Using Counterfactual Tasks to Evaluate the Generality of Analogical Reasoning in Large Language Models (2402.08955v1)

Published 14 Feb 2024 in cs.AI and cs.CL

Abstract: LLMs have performed well on several reasoning benchmarks, including ones that test analogical reasoning abilities. However, it has been debated whether they are actually performing humanlike abstract reasoning or instead employing less general processes that rely on similarity to what has been seen in their training data. Here we investigate the generality of analogy-making abilities previously claimed for LLMs (Webb, Holyoak, & Lu, 2023). We take one set of analogy problems used to evaluate LLMs and create a set of "counterfactual" variants-versions that test the same abstract reasoning abilities but that are likely dissimilar from any pre-training data. We test humans and three GPT models on both the original and counterfactual problems, and show that, while the performance of humans remains high for all the problems, the GPT models' performance declines sharply on the counterfactual set. This work provides evidence that, despite previously reported successes of LLMs on analogical reasoning, these models lack the robustness and generality of human analogy-making.

PDF HTML Abstract

Evaluating LLMs on Counterfactual Analogical Reasoning Tasks

Introduction to the Study

The scalability and generalization capabilities of LLMs like GPT have been subjects of both admiration and scrutiny within the AI research community. A critical examination of LLMs' performance on analogical reasoning tasks suggests a nuanced understanding of their cognitive abilities. This paper explores the generality of LLMs' analogical reasoning, comparing their performance on standard and counterfactual tasks against human performance. Specifically, it focuses on the abilities of various GPT models in handling letter-string analogy problems under both familiar and unfamiliar (counterfactual) contexts.

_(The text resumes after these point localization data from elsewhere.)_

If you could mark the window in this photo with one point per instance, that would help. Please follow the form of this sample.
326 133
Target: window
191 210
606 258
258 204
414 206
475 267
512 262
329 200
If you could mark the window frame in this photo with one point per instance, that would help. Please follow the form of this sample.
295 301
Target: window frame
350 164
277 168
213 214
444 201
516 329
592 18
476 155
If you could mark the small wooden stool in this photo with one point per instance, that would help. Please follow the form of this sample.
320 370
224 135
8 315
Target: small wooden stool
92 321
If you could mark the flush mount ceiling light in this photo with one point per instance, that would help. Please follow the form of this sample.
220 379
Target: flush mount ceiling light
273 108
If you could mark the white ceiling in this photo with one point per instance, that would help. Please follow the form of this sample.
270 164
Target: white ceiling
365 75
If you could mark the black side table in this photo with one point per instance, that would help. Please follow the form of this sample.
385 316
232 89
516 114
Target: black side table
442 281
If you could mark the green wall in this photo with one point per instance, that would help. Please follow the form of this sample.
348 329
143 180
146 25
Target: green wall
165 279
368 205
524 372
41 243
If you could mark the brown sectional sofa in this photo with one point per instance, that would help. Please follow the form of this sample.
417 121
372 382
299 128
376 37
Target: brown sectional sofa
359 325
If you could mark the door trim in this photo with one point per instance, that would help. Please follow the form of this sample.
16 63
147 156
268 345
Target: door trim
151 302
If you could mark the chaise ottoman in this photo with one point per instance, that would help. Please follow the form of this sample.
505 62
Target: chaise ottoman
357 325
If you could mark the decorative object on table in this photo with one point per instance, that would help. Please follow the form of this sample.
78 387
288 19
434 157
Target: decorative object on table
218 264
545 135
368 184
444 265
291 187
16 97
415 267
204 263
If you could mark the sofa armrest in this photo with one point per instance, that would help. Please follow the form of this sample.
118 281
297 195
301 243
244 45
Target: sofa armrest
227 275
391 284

Methodology and Experiment Design

The researchers conducted comprehensive testing involving human participants and three iterations of OpenAI's GPT models (GPT-3, GPT-3.5, and GPT-4) on a series of analogy problems. The original set of problems replicated those used in previous studies, while the counterfactual variants introduced permutations in the alphabets and the inclusion of non-letter symbols. This approach aimed to ascertain if LLMs could extend their analogical reasoning beyond patterns likely absorbed during training to novel, unseen formats.

Human Participants

The paper solicited the participation of 136 individuals, ensuring a representative sample with diverse linguistic backgrounds. Each participant faced a selection of analogy problems, some utilizing traditional alphabets and others employing permuted or symbolic sequences. This approach mirrored the test conditions for the LLMs, allowing for a direct comparison of human and machine analogical reasoning abilities.

LLMs

Three versions of the Generative Pre-trained Transformer models were evaluated: GPT-3, GPT-3.5, and GPT-4. Each model was subjected to the same sets of original and counterfactual analogy problems, with adjustments made to accommodate the models' input requirements. The paper meticulously verified the models' comprehension of the tasks, particularly in scenarios involving unfamiliar alphabets, through a series of comprehension checks.

Results

The findings are multifaceted and reveal significant differences between human and LLM performances across various tasks. Humans maintained consistent accuracy across both standard and counterfactual tasks, displaying adaptability to unfamiliar alphabets and symbols. In contrast, LLMs exhibited a marked decrease in performance on counterfactual tasks, struggling notably with sequences that deviated from their training data paradigms.

Discussion

The paper meticulously categorizes the types of errors encountered by both humans and LLMs, providing insightful analysis into the nature of mistakes and the implications for analogical reasoning capabilities. It becomes apparent that while humans apply a range of strategies and exhibit flexibility in their reasoning, LLMs tend to falter in contexts that likely lie outside their training data's scope.

Conclusions and Future Work

This comprehensive analysis underscores the limitations of current LLMs in adapting their reasoning abilities to novel contexts. The findings suggest that despite remarkable advancements, LLMs such as GPT still fall short of human-like analogical reasoning when presented with tasks that require generalization beyond familiar patterns. The paper advocates for future research that explores the mechanisms of response formation in both humans and machines, potentially unlocking new avenues for enhancing the cognitive abilities of LLMs.

The implications of this research span both theoretical and practical realms, offering critical insights for the development of LLMs capable of nuanced reasoning and abstract thought. It sets a foundational benchmark for assessing the generality of analogical reasoning in machine intelligence, motivating ongoing exploration within the AI community.